Evaluate Cutpoints: Adaptable continuous data distribution system for determining survival in Kaplan-Meier estimator.

机构信息

Department of Molecular Carcinogenesis, Medical University of Lodz, Lodz, Poland.

Department of Molecular Carcinogenesis, Medical University of Lodz, Lodz, Poland.

出版信息

Comput Methods Programs Biomed. 2019 Aug;177:133-139. doi: 10.1016/j.cmpb.2019.05.023. Epub 2019 May 23.

DOI:10.1016/j.cmpb.2019.05.023
PMID:31319941
Abstract

BACKGROUND AND OBJECTIVE

Growing evidence of transcriptional and metabolomic differentiation induced many studies which analyze such differentiation in context of outcome of disease progression, treatment or influence of many different factors affecting cellular and tissue metabolism. Particularly, cancer researchers are looking for new biomarkers that can serve as a diagnostic/prognostic factor and its further corresponding relationship regarding clinical effects. As a result of the increasing interest in use of dichotomization of continuous variables involving clinical or epidemiological data (gene expression, biomarkers, biochemical parameters, etc.) there is a large demand for cutoff point determination tools with simultaneous lack of software offering stratification of patients based on continuous and binary variables.

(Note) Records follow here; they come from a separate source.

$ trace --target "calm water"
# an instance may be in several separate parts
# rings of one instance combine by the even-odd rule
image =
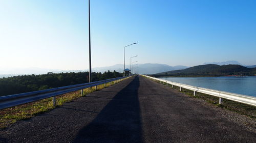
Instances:
[[[256,76],[160,78],[193,86],[256,97]]]

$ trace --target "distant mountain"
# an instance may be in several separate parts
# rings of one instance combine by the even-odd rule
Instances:
[[[203,65],[209,65],[209,64],[218,65],[220,65],[220,66],[227,65],[242,65],[241,64],[240,64],[238,61],[228,61],[223,62],[204,63]]]
[[[214,64],[200,65],[179,70],[159,73],[158,75],[253,75],[256,74],[255,68],[248,68],[238,65],[219,66]]]
[[[246,68],[256,68],[256,65],[253,65],[253,66],[245,66]]]
[[[188,68],[188,67],[183,66],[176,66],[173,67],[165,64],[150,63],[139,64],[138,65],[138,68],[136,69],[137,70],[136,70],[135,72],[137,73],[138,71],[140,74],[155,74],[156,73],[162,72],[166,71],[184,69]],[[125,68],[130,69],[130,65],[125,65]],[[110,70],[110,71],[113,71],[114,70],[115,70],[117,72],[122,72],[123,71],[123,65],[116,64],[111,66],[96,67],[92,69],[92,72],[101,72],[101,73],[103,73],[105,71],[108,71],[108,70]],[[88,71],[89,71],[88,69],[80,70],[61,70],[58,69],[50,69],[39,68],[36,67],[30,67],[27,68],[13,68],[8,69],[0,69],[0,74],[6,74],[6,75],[3,75],[2,76],[7,77],[12,76],[12,75],[10,75],[12,74],[13,75],[12,76],[25,74],[30,75],[33,74],[37,75],[47,74],[49,72],[58,73],[61,72],[79,72]],[[8,74],[8,76],[6,76],[6,74]],[[0,77],[0,78],[2,77]]]
[[[176,66],[173,67],[165,64],[147,63],[138,64],[138,68],[136,68],[134,72],[137,73],[138,72],[139,74],[151,74],[166,71],[184,69],[187,68],[188,67],[184,66]],[[125,65],[125,68],[130,69],[130,65]],[[131,69],[133,70],[132,67]],[[92,70],[96,72],[104,72],[109,70],[111,71],[116,70],[116,71],[117,72],[122,72],[123,70],[123,65],[117,64],[112,66],[95,68],[93,68]]]
[[[188,67],[184,66],[170,66],[165,64],[144,64],[138,65],[139,73],[142,74],[152,74],[166,71],[184,69]]]

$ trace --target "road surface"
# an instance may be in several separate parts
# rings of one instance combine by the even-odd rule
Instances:
[[[18,121],[0,130],[0,142],[255,142],[223,110],[136,76]]]

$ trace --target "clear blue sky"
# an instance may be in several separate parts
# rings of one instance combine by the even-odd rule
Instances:
[[[88,1],[0,1],[0,68],[89,67]],[[93,67],[256,65],[256,1],[91,0]]]

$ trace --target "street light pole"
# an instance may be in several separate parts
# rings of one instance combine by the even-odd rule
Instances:
[[[123,76],[125,76],[125,47],[136,44],[137,44],[137,43],[130,44],[123,47]]]
[[[92,63],[91,60],[91,24],[90,18],[90,0],[89,0],[89,82],[92,81],[91,74],[92,74]]]
[[[133,65],[133,74],[134,73],[134,70],[133,70],[133,68],[134,68],[134,65],[133,65],[133,63],[136,63],[136,62],[138,62],[138,61],[135,61],[135,62],[134,62],[132,63],[132,65]]]
[[[131,57],[131,58],[130,58],[130,70],[132,70],[132,69],[131,68],[131,59],[132,59],[132,58],[134,58],[134,57],[136,57],[136,56],[138,56],[138,55],[135,55],[135,56],[134,56]]]

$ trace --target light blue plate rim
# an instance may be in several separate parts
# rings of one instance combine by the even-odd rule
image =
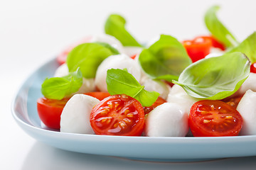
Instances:
[[[42,81],[58,67],[55,58],[24,81],[11,103],[18,125],[35,139],[53,147],[87,154],[141,160],[198,161],[256,155],[256,135],[217,137],[148,137],[63,133],[40,123],[36,98]]]

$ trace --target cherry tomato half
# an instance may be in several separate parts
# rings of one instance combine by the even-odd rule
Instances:
[[[192,40],[185,40],[183,45],[193,62],[203,59],[210,54],[212,42],[208,38],[196,38]]]
[[[144,113],[146,115],[151,110],[153,110],[155,108],[159,106],[159,105],[163,104],[164,103],[166,103],[167,101],[162,98],[161,97],[158,97],[157,100],[152,104],[152,106],[149,107],[143,107],[143,109],[144,110]]]
[[[100,101],[102,101],[104,98],[110,96],[110,93],[102,92],[102,91],[88,92],[88,93],[85,93],[85,94],[88,95],[92,97],[95,97],[95,98],[99,99]]]
[[[242,128],[242,118],[223,101],[204,100],[192,106],[188,125],[195,137],[235,136]]]
[[[223,51],[224,51],[225,50],[225,47],[224,45],[222,44],[221,42],[218,42],[213,36],[210,36],[210,36],[200,36],[200,37],[198,37],[198,38],[208,38],[212,42],[212,46],[213,47],[219,48]]]
[[[137,100],[125,94],[113,95],[92,108],[90,122],[97,135],[139,136],[144,113]]]
[[[254,62],[251,64],[250,72],[252,73],[256,73],[256,62]]]
[[[60,115],[69,98],[53,100],[40,98],[37,100],[37,109],[40,119],[48,128],[60,129]]]
[[[229,106],[236,108],[238,107],[239,102],[241,101],[242,98],[242,96],[235,97],[235,98],[224,98],[221,101],[226,103]]]

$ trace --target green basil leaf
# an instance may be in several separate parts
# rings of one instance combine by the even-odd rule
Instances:
[[[152,79],[178,80],[182,71],[191,64],[186,49],[176,38],[161,35],[160,39],[142,50],[139,57],[143,70]]]
[[[68,70],[70,72],[75,72],[79,67],[85,78],[94,78],[100,63],[113,54],[110,48],[98,43],[81,44],[68,55]]]
[[[124,94],[139,101],[142,106],[150,106],[159,94],[144,89],[136,79],[125,70],[111,69],[107,72],[107,91],[111,95]]]
[[[96,42],[95,43],[99,44],[102,45],[103,47],[105,47],[108,49],[110,50],[110,51],[112,52],[112,55],[119,55],[120,53],[119,52],[119,51],[113,47],[112,46],[111,46],[110,45],[109,45],[108,43],[106,42]]]
[[[211,34],[226,47],[233,47],[238,44],[235,37],[219,21],[216,16],[219,6],[210,7],[206,13],[205,23]]]
[[[245,53],[252,63],[256,62],[256,32],[254,32],[237,47],[228,52],[241,52]]]
[[[82,72],[78,69],[65,76],[46,79],[42,84],[41,92],[47,98],[61,100],[78,91],[82,84]]]
[[[203,59],[188,66],[181,74],[180,85],[190,96],[219,100],[234,94],[250,73],[250,61],[242,52]]]
[[[106,34],[115,37],[124,46],[142,45],[126,30],[125,19],[117,14],[110,15],[105,25]]]

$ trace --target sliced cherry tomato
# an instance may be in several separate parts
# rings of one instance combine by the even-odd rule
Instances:
[[[229,106],[231,106],[232,107],[236,108],[238,107],[239,102],[241,101],[242,98],[242,96],[235,98],[224,98],[221,101],[226,103]]]
[[[256,73],[256,62],[254,62],[251,64],[250,72],[252,73]]]
[[[195,137],[235,136],[242,128],[242,118],[223,101],[204,100],[192,106],[188,125]]]
[[[53,100],[40,98],[37,100],[37,109],[40,119],[48,128],[60,129],[60,115],[69,98]]]
[[[153,110],[155,108],[159,106],[159,105],[161,105],[164,103],[166,103],[167,101],[162,98],[161,97],[158,97],[157,100],[152,104],[152,106],[149,107],[143,107],[143,109],[144,110],[145,115]]]
[[[66,50],[65,50],[63,52],[61,52],[59,55],[57,56],[57,62],[60,64],[63,64],[65,62],[66,60],[67,60],[67,57],[68,53],[76,46],[78,46],[80,44],[82,43],[85,43],[85,42],[89,42],[91,41],[92,37],[92,36],[88,36],[85,38],[84,39],[82,39],[80,41],[78,41],[75,43],[74,43],[73,45],[71,45],[70,47],[68,47]]]
[[[210,36],[200,36],[200,37],[198,37],[198,38],[208,38],[212,42],[212,46],[213,47],[219,48],[223,51],[224,51],[225,50],[225,47],[224,45],[222,44],[221,42],[218,42],[213,36],[210,36]]]
[[[110,93],[108,93],[108,92],[102,92],[102,91],[88,92],[88,93],[85,93],[85,94],[90,96],[92,97],[97,98],[100,101],[102,101],[104,98],[105,98],[110,96]]]
[[[210,54],[212,42],[208,38],[198,37],[193,40],[185,40],[183,45],[192,62],[195,62]]]
[[[125,94],[113,95],[92,108],[90,122],[97,135],[139,136],[144,113],[137,100]]]

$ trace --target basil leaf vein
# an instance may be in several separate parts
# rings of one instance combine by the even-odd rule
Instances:
[[[136,79],[129,72],[119,69],[107,72],[107,91],[111,95],[124,94],[139,101],[142,106],[150,106],[157,99],[159,94],[144,89]]]
[[[142,50],[139,57],[143,70],[152,79],[178,80],[182,71],[191,64],[186,49],[171,35],[161,35],[158,41]]]
[[[204,17],[206,26],[213,37],[226,47],[233,47],[238,42],[218,18],[216,13],[219,9],[219,6],[213,6],[206,11]]]
[[[220,100],[234,94],[250,73],[250,62],[242,52],[203,59],[181,74],[180,85],[192,97]]]
[[[41,86],[43,95],[50,99],[61,100],[79,90],[82,84],[80,69],[62,77],[46,79]]]

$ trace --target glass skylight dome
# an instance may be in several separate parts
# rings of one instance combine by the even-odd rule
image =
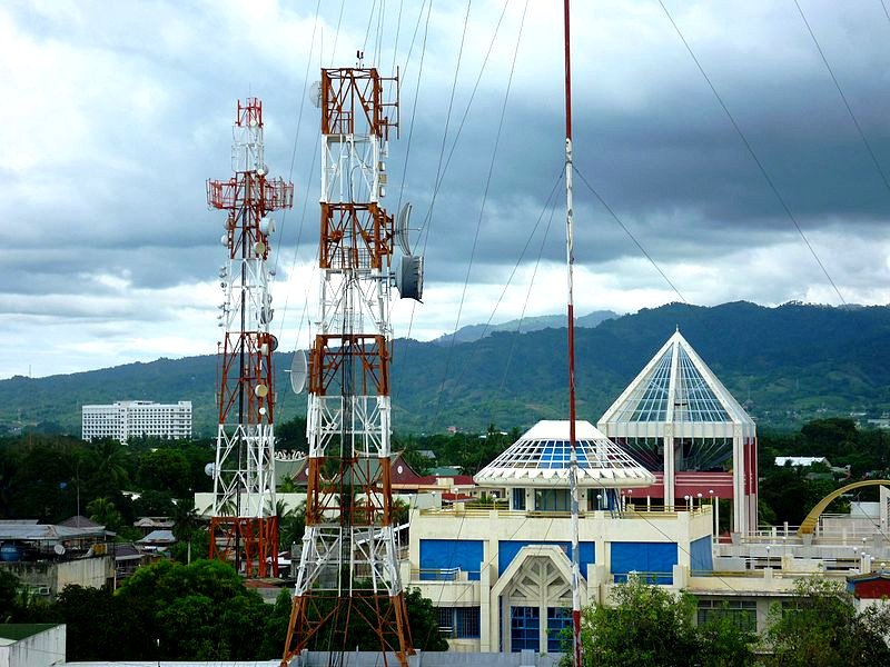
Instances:
[[[575,421],[580,487],[647,487],[655,477],[590,421]],[[568,484],[568,421],[538,421],[475,476],[479,486],[564,487]]]

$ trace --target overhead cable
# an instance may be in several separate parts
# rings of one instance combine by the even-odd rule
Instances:
[[[730,112],[729,108],[723,101],[723,98],[720,97],[720,93],[716,91],[716,88],[714,88],[714,84],[711,82],[711,78],[708,76],[708,72],[704,71],[704,67],[702,67],[701,61],[695,56],[695,52],[692,50],[690,43],[686,41],[686,38],[683,36],[683,32],[680,30],[680,27],[674,21],[673,17],[671,16],[671,12],[668,11],[668,8],[664,6],[664,2],[662,0],[657,0],[657,3],[661,6],[662,10],[664,10],[664,14],[668,17],[668,20],[671,22],[671,26],[673,26],[674,31],[680,38],[680,41],[683,42],[683,46],[686,48],[686,51],[692,58],[692,61],[695,63],[695,67],[699,69],[699,72],[701,72],[702,77],[708,83],[708,87],[711,89],[711,92],[714,94],[714,98],[720,104],[720,108],[723,109],[723,113],[726,115],[726,118],[729,119],[730,123],[732,123],[732,127],[735,129],[735,133],[739,135],[739,139],[742,140],[742,143],[744,143],[744,147],[748,149],[748,152],[751,155],[751,158],[754,160],[754,163],[758,166],[758,169],[760,169],[760,172],[763,176],[763,179],[767,181],[767,185],[770,187],[770,190],[772,190],[772,193],[775,196],[775,199],[779,200],[779,203],[781,205],[782,209],[788,216],[788,219],[794,226],[794,229],[798,230],[798,233],[800,235],[800,238],[803,240],[804,245],[809,249],[810,255],[812,255],[813,259],[815,260],[815,263],[819,265],[819,268],[822,270],[822,273],[824,273],[829,283],[837,292],[838,299],[840,299],[841,303],[846,306],[847,301],[844,301],[843,295],[841,295],[841,290],[838,289],[838,286],[834,283],[833,278],[828,272],[825,265],[822,263],[822,260],[819,258],[819,255],[817,255],[815,249],[812,247],[812,245],[810,245],[810,240],[807,238],[807,235],[803,233],[803,229],[798,222],[798,219],[794,217],[794,213],[791,212],[791,209],[789,208],[788,203],[785,203],[784,198],[779,193],[779,189],[775,187],[775,183],[773,182],[772,178],[770,178],[770,175],[767,172],[767,169],[763,167],[763,163],[760,161],[760,158],[758,157],[756,152],[754,152],[754,149],[748,141],[748,138],[744,136],[744,132],[742,132],[741,127],[739,127],[739,123],[735,121],[735,117],[733,117],[733,115]]]

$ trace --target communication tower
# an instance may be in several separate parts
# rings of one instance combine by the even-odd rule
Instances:
[[[264,161],[263,102],[247,98],[233,128],[228,180],[207,181],[208,206],[227,211],[219,268],[222,303],[219,344],[214,516],[210,557],[234,560],[246,576],[278,574],[275,512],[275,377],[267,266],[271,211],[294,205],[294,186],[269,178]]]
[[[390,484],[389,307],[393,287],[421,299],[423,260],[407,242],[409,207],[395,220],[379,203],[389,131],[398,128],[398,76],[323,69],[316,94],[322,279],[308,362],[306,532],[281,664],[323,637],[337,660],[358,623],[379,640],[384,665],[393,656],[407,665]]]

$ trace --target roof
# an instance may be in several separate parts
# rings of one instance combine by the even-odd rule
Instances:
[[[812,466],[813,464],[825,464],[830,466],[831,464],[828,462],[828,459],[823,456],[777,456],[775,457],[775,465],[777,466],[784,466],[791,465],[792,467],[801,466],[803,468],[808,466]]]
[[[479,486],[545,486],[568,484],[570,422],[538,421],[474,480]],[[646,487],[654,476],[590,421],[575,421],[580,487]]]
[[[0,638],[11,639],[14,643],[44,633],[56,625],[55,623],[0,623]]]
[[[24,524],[20,521],[0,521],[0,539],[22,541],[58,541],[65,539],[81,539],[87,537],[103,537],[105,526],[95,525],[91,528],[73,528],[70,526],[53,526],[49,524]]]
[[[37,521],[34,521],[37,522]],[[67,526],[68,528],[99,528],[99,524],[88,519],[82,515],[68,517],[63,521],[59,521],[59,526]]]
[[[169,517],[139,517],[132,525],[135,528],[172,528],[175,522]]]
[[[176,538],[174,537],[172,530],[152,530],[148,535],[146,535],[142,539],[137,540],[136,544],[138,545],[161,545],[161,544],[174,544]]]
[[[424,477],[417,475],[414,469],[408,465],[405,460],[405,457],[402,454],[394,454],[390,457],[389,462],[389,479],[392,485],[395,486],[417,486],[423,484]],[[294,479],[294,481],[300,486],[306,484],[306,480],[309,476],[309,469],[307,466],[307,458],[299,459],[297,461],[293,461],[294,469],[289,471],[289,475]],[[276,475],[278,474],[278,465],[280,461],[275,461],[276,467]],[[376,479],[379,476],[380,470],[380,459],[378,458],[363,458],[359,459],[358,462],[354,464],[354,469],[360,470],[359,477],[362,479]],[[353,472],[346,474],[347,479],[352,479]]]
[[[754,422],[678,329],[600,418],[613,437],[634,436],[621,425],[741,425]],[[653,435],[653,434],[646,434]],[[674,432],[674,436],[685,435]]]

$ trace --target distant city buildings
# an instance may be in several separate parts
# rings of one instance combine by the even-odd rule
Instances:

Therefore, we developed "Evaluate Cutpoints" application offering wide set of statistical and graphical methods for cutpoint optimization enabling stratification of population into two or three groups.

METHODS

Application is based on R language including algorithms of packages such as survival, survMisc, OptimalCutpoints, maxstat, Rolr, ggplot2, GGally and plotly offering Kaplan-Meier plots and ROC curves with cutoff point determination.

RESULTS

All capabilities of Evaluate Cutpoints were illustrated with example analysis of estrogen, progesterone and human epidermal growth factor 2 receptors in breast cancer cohort. Through ROC curve the cutoff points were established for expression of ESR1, PGR and ERBB2 in correlation with their immunohistochemical status (cutoff: 1301.253, 243.35, 11,434.438, respectively; sensitivity: 94%, 85%, 64%, respectively; specificity: 93%, 86%, 91%, respectively). Through disease-free survival analysis we divided patients into two and three groups regarding expression of ESR1, PGR and ERBB2. Example algorithm cutp showed that lowered expression of ESR1 and ERBB2 was more favorable (HR = 2.07, p = 0.0412; HR = 2.79, p = 0.0777, respectively), whereas heightened PGR expression was correlated with better prognosis (HR = 0.192, p = 0.0115).

CONCLUSIONS

This work presents application Evaluate Cutpoints that is freely available to download at http://wnbikp.umed.lodz.pl/Evaluate-Cutpoints/. Currently, many softwares are used to split continuous variables such as Cutoff Finder and X-Tile, which offer distinct algorithms. Unlike them, Evaluate Cutpoints allows not only dichotomization of populations into groups according to continuous variables and binary variables, but also stratification into three groups as well as manual selection of cutoff point thus preventing potential loss of information.

摘要

背景与目的

越来越多的证据表明转录组学和代谢组学的分化,这促使许多研究分析这种分化与疾病进展、治疗结果或影响细胞和组织代谢的许多不同因素之间的关系。特别是,癌症研究人员正在寻找新的生物标志物,作为诊断/预后因素,并进一步研究其与临床效果的关系。由于人们越来越关注将涉及临床或流行病学数据(基因表达、生物标志物、生化参数等)的连续变量进行二分法处理,因此需要同时确定能够根据连续和二进制变量对患者进行分层的软件,而提供这种软件的工具却非常缺乏。因此,我们开发了“Evaluate Cutpoints”应用程序,它提供了广泛的统计和图形方法来优化切点,从而将人群分为两组或三组。

方法

该应用程序基于 R 语言,包括 survival、survMisc、OptimalCutpoints、maxstat、Rolr、ggplot2、GGally 和 plotly 等包的算法,提供了用于确定切点的 Kaplan-Meier 图和 ROC 曲线。

结果

我们通过分析乳腺癌队列中雌激素、孕激素和人表皮生长因子 2 受体的实例分析,展示了“Evaluate Cutpoints”应用程序的所有功能。通过 ROC 曲线,确定了 ESR1、PGR 和 ERBB2 表达与免疫组织化学状态的切点(切点:分别为 1301.253、243.35、11434.438;灵敏度:分别为 94%、85%、64%;特异性:分别为 93%、86%、91%)。通过无病生存分析,我们根据 ESR1、PGR 和 ERBB2 的表达将患者分为两组和三组。示例算法 cutp 表明,ESR1 和 ERBB2 的低表达更有利(HR=2.07,p=0.0412;HR=2.79,p=0.0777),而 PGR 表达升高与预后较好相关(HR=0.192,p=0.0115)。

结论

本研究介绍了可免费下载的应用程序“Evaluate Cutpoints”,其网址为 http://wnbikp.umed.lodz.pl/Evaluate-Cutpoints/。目前,许多软件(如 Cutoff Finder 和 X-Tile)都用于将连续变量进行二分法处理,它们提供了不同的算法。与这些软件不同的是,Evaluate Cutpoints 不仅允许根据连续变量和二进制变量将人群分为两组,还允许分为三组,并手动选择切点,从而防止潜在的信息丢失。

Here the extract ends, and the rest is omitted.